There were some inventive solutions to create sound effects too. “Alien: Out of the Shadows takes place in space and we had the actors creating sound effects themselves, such as zipping up a purse, or running a pen along the spiral binding of a notebook to make the sounds of doing up spacesuits. Remote-recording has proved to be a far more creative and collaborative way of working that any of us had expected when we started out.”
The technical team also had to balance and mix all the separate feeds coming in from the actors to make it sound like they were in the same room. “I didn’t even realise until Day 3 of recording Anansi Boys that the two actors playing brothers at the heart of the story were actually recording in different countries – Nathaniel in the UK and Ahmed in Germany.”
Graduating actor Ahmed Elhaj added, “Working in a different space was so weird just because it meant you had to use your imagination so much more, plus other things like internet, cars driving by and people outside talking meant you had to really focus on trying to be in the scene. It was tough but in an exciting way.”

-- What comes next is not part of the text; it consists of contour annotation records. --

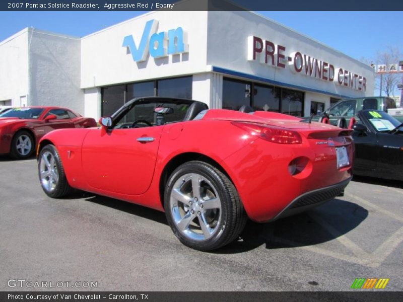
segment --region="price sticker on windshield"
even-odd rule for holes
[[[347,148],[346,147],[343,146],[336,148],[336,157],[337,158],[338,169],[350,165],[349,156],[347,154]]]

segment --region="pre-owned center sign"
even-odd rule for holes
[[[248,37],[248,60],[285,68],[288,65],[296,73],[322,81],[337,82],[348,88],[365,91],[367,79],[362,75],[344,68],[335,67],[332,64],[295,51],[287,56],[285,46],[263,40],[255,36]]]

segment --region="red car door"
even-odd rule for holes
[[[163,127],[91,129],[82,148],[88,184],[126,195],[145,192],[154,175]]]
[[[56,129],[62,129],[63,128],[73,128],[73,124],[72,119],[69,116],[67,110],[62,109],[54,109],[49,110],[43,117],[45,118],[51,114],[56,116],[56,119],[49,120],[45,121],[45,124],[52,130]]]

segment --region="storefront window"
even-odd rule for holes
[[[250,106],[251,84],[224,79],[223,80],[223,109],[239,110],[242,105]]]
[[[337,99],[336,98],[330,98],[330,106],[331,105],[334,105],[339,101],[340,101],[341,99]]]
[[[152,81],[127,85],[127,101],[135,98],[154,97],[155,82]]]
[[[280,111],[280,88],[256,84],[253,87],[253,109],[276,112]]]
[[[102,116],[110,116],[124,104],[126,85],[102,88]]]
[[[311,114],[316,115],[320,114],[323,111],[324,111],[324,103],[315,101],[311,102]]]
[[[159,97],[192,98],[191,77],[167,79],[158,81]]]
[[[282,113],[294,116],[302,116],[303,108],[303,92],[289,89],[282,90]]]

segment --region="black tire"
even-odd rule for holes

Reflecting on learning in lockdown Laura said, “It was pretty incredible and mad doing the audio work remotely. It really gave us a purpose, and a sense of community and creativity during lockdown where I know we all felt so isolated. The fact that we were all in our little cupboards at home, sweat pouring out of us on the hottest day of the year so far, laughing at how mad everything was but still doing the work, still being together even though we were so far apart, it gave me a lot of hope.”
Ahmed adds, “I’ve learnt how to just make the most with what you got. Especially the times we are in now, it’s hard to think that in the future everything will be aligned so it’s all perfect. There will always be problems but if we take it in our stride and deal with them, it can make life a lot easier.”
Although we’re now back in the studio and recording audio dramas, a lot of what has been learned over the past few months will be continued through the next year.
Tamsin concludes, “We have found ourselves on the cutting edge of the industry as it adapts through lockdown. I recently directed LAMDA alumni Ell Potter recording a new audiobook for Audible – Ell was based in Buckinghamshire, while I directed her via Skype from Surrey. We’re also now seeing big companies doing professional multi-cast audio dramas with actors and crew all linking up remotely, and I suspect this will become part of the norm going forwards.
The industry really is changing under our feet and LAMDA is right there in the vanguard. Audio is the first sector in the entertainment industry to be rising from its knees since Covid struck in March and I am very proud indeed that we are adapting and equipping our students with the best chance of participating when they graduate.”